To date, research of greatest interest in standard setting has been research aimed at detecting and measuring the impact of selected standards on disclosures (e.g. financial statements, ratios, etc.), on security prices, managerial decisions (e.g. shifting from leases to bond financing), and other economic impacts. Little, if any, attention has been directed toward higher order impacts on society and public policy. Major deficiencies along these lines are noted by May and Sundem [1976, p. 752]:

Accounting policy makers must specify the set of accepted accounting practices, which depends on the collective choice rule and social decision system they use (which were discussed in the previous section). It also depends on the accounting alternatives available; development and refinement of these alternatives is an important area for research. Non-accounting public policy is also an important input. An often neglected area of research is how accounting policy fits into an overall public policy framework.

They also note the lack of research relative to nonuser impacts [p. 753]:

Direct effects of financial reports on individual actions may be assessed by examining the decisions of users of the data. But secondary effects, some due possibly to the presence of information or decision alternatives that would not exist in the absence of financial reports, may affect the action of nonusers as well.

Probably too little attention has also been devoted to costs and confusion in industry over meeting standards. An excellent example is the unforeseen implications of the Foreign Corrupt Practices Act of 1977. In a recent study, Mautz [1980] found much confusion over the meaning of the act, definitions of terms, and economical and feasible ways of accomplishing the act's expressed purposes.

In addition to unbalanced research considerations relative to impacts of standards on users, nonusers, firms, and society, too little research attention has been devoted to forecasted impacts of alternative standards prior to choice of a particular alternative. Prior to implementation of a given standard, alternatives are evaluated heavily on the basis of a priori reasoning and public testimony. It may be possible beforehand to also test hypothesized relationships, e.g., in behavioral experiments and systematic futurism research.

There is no evidence that behavioral research has been important in standard setting even though the impact on behavior is the crux of most issues in standard setting. A major problem lies in the artificiality and inconclusiveness in most behavioral experiments to date. The resulting lack of generalizability is not unique to behavioral accounting research. Winkler [1973, p. 267] notes:

The need for more realistic experiments is particularly pressing in view of the rapid increase in the practical application of modern inferential and decision-making models. If the results of artificial experiments do not carry over into realistic experiments, the implications with respect to the implementation of such models would be very significant. A potential example is the development of "information processing systems," discussed earlier in this section.
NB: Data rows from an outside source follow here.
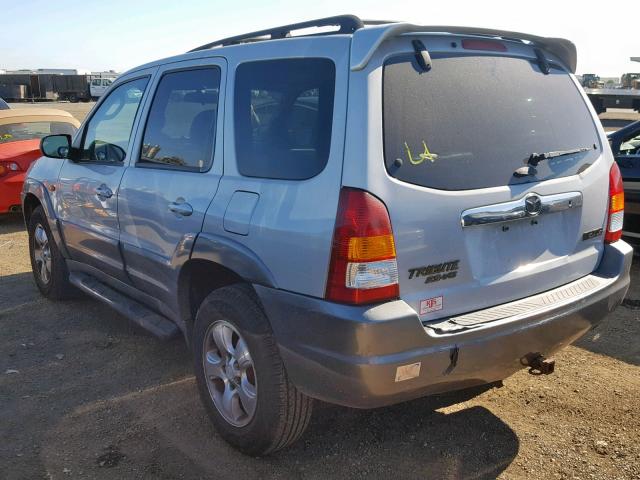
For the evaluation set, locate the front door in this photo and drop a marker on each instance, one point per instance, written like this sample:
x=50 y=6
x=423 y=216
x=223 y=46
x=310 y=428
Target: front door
x=174 y=174
x=89 y=180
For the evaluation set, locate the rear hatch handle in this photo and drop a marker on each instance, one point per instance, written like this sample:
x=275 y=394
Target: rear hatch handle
x=531 y=205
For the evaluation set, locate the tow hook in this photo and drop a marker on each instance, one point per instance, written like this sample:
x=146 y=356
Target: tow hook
x=538 y=364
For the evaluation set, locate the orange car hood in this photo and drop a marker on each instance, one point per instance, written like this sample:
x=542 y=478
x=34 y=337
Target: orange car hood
x=23 y=152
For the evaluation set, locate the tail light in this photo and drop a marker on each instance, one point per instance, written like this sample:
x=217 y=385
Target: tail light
x=616 y=205
x=6 y=168
x=363 y=265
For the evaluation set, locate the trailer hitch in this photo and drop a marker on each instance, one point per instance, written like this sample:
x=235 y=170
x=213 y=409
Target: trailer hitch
x=538 y=364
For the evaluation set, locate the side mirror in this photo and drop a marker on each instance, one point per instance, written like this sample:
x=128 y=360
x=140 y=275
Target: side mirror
x=56 y=146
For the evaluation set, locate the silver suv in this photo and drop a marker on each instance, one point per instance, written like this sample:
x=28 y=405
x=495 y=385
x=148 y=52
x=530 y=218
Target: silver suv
x=364 y=214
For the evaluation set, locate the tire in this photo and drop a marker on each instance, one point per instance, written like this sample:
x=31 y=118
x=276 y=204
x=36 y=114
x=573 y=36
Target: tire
x=278 y=414
x=42 y=251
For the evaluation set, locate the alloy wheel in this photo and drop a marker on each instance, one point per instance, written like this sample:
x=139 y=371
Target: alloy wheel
x=229 y=373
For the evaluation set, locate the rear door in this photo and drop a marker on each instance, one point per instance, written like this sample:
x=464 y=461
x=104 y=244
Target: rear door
x=88 y=185
x=470 y=233
x=174 y=174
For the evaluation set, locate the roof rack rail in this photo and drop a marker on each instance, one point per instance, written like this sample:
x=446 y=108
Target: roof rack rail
x=347 y=24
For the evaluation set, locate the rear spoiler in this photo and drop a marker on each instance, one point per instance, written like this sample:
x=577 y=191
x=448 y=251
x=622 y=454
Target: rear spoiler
x=367 y=40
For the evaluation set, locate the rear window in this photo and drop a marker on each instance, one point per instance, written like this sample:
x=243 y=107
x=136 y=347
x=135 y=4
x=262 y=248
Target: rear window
x=283 y=115
x=471 y=121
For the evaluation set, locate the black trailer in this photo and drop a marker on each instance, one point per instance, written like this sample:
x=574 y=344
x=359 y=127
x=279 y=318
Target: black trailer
x=72 y=87
x=603 y=98
x=23 y=87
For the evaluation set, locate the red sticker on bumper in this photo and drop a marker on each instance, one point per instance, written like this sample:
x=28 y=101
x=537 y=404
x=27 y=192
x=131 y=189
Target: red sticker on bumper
x=431 y=305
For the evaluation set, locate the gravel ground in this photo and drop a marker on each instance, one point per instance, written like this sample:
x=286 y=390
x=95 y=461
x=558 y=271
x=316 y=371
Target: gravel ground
x=84 y=394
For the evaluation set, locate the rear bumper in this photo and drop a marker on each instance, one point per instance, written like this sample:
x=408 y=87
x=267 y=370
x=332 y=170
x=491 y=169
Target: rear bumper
x=350 y=355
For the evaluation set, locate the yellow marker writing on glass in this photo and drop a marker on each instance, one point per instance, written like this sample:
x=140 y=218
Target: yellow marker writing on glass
x=426 y=155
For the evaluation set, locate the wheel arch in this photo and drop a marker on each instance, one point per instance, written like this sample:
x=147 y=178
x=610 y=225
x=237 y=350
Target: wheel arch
x=216 y=262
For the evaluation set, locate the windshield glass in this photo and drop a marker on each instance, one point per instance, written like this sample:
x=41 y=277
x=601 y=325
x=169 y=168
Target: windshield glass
x=471 y=121
x=14 y=132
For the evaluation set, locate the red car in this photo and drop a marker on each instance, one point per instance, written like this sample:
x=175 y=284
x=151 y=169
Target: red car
x=20 y=134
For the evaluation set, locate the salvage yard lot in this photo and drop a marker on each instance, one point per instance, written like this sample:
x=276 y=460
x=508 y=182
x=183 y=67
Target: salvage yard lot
x=84 y=394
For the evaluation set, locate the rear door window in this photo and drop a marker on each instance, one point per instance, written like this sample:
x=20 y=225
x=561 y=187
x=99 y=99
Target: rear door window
x=471 y=121
x=283 y=116
x=180 y=130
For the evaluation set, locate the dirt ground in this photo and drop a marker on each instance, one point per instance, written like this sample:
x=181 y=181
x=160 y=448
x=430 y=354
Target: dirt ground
x=83 y=394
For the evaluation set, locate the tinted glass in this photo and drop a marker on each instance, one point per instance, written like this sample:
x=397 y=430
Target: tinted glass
x=631 y=145
x=26 y=131
x=181 y=126
x=283 y=116
x=471 y=121
x=108 y=132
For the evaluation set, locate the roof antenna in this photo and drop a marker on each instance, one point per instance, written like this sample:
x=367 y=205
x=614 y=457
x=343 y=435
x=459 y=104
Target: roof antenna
x=422 y=55
x=543 y=63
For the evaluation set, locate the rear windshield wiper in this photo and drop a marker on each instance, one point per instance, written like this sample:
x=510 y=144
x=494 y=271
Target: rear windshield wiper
x=535 y=158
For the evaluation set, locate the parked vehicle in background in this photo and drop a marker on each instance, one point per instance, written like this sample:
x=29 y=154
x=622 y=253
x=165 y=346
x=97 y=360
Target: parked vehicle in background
x=99 y=86
x=630 y=80
x=373 y=229
x=20 y=134
x=53 y=87
x=591 y=80
x=625 y=144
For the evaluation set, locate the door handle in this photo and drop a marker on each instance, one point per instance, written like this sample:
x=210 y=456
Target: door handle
x=103 y=192
x=181 y=208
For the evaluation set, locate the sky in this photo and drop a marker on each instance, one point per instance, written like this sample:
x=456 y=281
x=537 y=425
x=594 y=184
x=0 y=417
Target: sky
x=121 y=34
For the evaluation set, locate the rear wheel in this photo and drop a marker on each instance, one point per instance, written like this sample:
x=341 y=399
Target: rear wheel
x=49 y=268
x=241 y=377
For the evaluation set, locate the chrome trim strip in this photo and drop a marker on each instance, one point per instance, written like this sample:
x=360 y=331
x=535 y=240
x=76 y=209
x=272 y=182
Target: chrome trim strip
x=517 y=209
x=527 y=307
x=629 y=185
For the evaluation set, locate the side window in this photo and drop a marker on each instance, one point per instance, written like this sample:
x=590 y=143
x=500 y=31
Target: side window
x=181 y=127
x=631 y=145
x=283 y=117
x=106 y=137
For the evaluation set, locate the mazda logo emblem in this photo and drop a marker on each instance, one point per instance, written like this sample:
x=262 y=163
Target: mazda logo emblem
x=533 y=205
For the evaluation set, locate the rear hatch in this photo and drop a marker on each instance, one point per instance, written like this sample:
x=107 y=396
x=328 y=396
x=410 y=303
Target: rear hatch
x=469 y=233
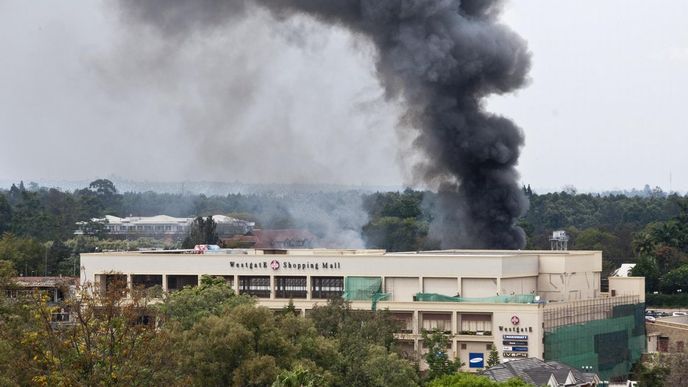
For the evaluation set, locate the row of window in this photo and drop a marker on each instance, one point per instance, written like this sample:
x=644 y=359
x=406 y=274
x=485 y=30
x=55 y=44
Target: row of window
x=258 y=286
x=145 y=228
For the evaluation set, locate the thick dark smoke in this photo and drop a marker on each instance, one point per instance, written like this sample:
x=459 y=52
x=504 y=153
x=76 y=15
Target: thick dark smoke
x=440 y=59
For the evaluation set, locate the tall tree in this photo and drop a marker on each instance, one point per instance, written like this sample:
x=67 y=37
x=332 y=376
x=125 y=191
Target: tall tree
x=201 y=232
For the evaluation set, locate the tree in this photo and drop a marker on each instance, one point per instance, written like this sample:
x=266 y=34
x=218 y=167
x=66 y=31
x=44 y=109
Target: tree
x=5 y=214
x=438 y=360
x=201 y=232
x=675 y=280
x=187 y=306
x=108 y=342
x=464 y=379
x=27 y=255
x=298 y=377
x=647 y=267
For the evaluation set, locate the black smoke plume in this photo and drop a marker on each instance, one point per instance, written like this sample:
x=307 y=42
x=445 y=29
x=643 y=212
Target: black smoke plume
x=440 y=58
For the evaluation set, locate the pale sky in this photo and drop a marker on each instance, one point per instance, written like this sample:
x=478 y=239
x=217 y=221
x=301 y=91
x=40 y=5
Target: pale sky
x=84 y=96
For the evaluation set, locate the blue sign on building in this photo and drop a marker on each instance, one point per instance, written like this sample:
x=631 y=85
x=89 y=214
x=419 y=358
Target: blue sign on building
x=476 y=360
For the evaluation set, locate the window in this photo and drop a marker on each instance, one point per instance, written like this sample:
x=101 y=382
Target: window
x=146 y=280
x=290 y=287
x=258 y=286
x=177 y=282
x=437 y=321
x=327 y=287
x=476 y=324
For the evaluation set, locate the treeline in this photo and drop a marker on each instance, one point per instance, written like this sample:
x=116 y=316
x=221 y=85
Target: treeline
x=38 y=222
x=208 y=336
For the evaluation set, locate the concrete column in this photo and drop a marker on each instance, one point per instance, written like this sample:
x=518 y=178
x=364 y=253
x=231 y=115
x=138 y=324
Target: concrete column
x=417 y=325
x=308 y=289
The point is that if greater attention is paid to developing more realistic behavioral impact research, these studies may prove extremely valuable in the standard setting process. Dynamic longitudinal studies of behavior over time in varieties of contexts are needed. The importance and difficulties of studying how decision makers arrive at their evaluation and choice processes is noted by Birnberg [1980, p. 350]:

What is being suggested is that we, as accounting researchers, may begin better to understand accounting/auditing decision making if we examine it in an evolutionary state. Unfortunately, such a series of studies is likely to be formidable. They may require tolerance from promotion committees and journal referees as authors work on the puzzle one small step at a time.

This type of behavioral research might be extended to the standard setting process itself, i.e., behavioral study of the evolutionary states of decision processes of those entrusted with the responsibility of setting standards.

It appears that behavioral accounting research is accelerating in academic research. Journal editors reveal a rapidly rising proportion of submission of papers in these areas. Of the 260 new manuscripts submitted to the Accounting Review in 1979/80, 26% were classified by the Editor as behavioral accounting, 11% were market studies, 8% were time series and forecasting, 4% in taxation, and 3% in history, leaving 48% unclassified, Zeff [1980, p.2]. Hopefully, amidst the acceleration of behavioral accounting research, there will be more studies and ways of improving rather than merely describing performance. Winkler [1973, p. 268] notes:

In general, experiments concerning human behavior in realistic inferential and decision-making situations could have important implications for the determinations of inputs for formal models, the training and utilization of experts, the roles of humans and computers, the gathering and summarizing of information, and many other important questions. The ultimate practical question with regard to studies of human behavior in inferential and decision-making situations is this: How does a highly motivated, experienced individual in an operational setting in his area of expertise, given appropriate feedback regarding past predictions and decisions, perform inferential and decision-making tasks, and can his performance be improved upon in any manner?

It should also be noted that academic research has especially neglected specific problems at industry and company levels in accounting and auditing, e.g., problems in accounting for real estate, railroads, airlines, municipalities, banks, farms, etc. One is more apt to find these issues mentioned in practitioner journals. More research, including doctoral thesis research, should be directed in such areas.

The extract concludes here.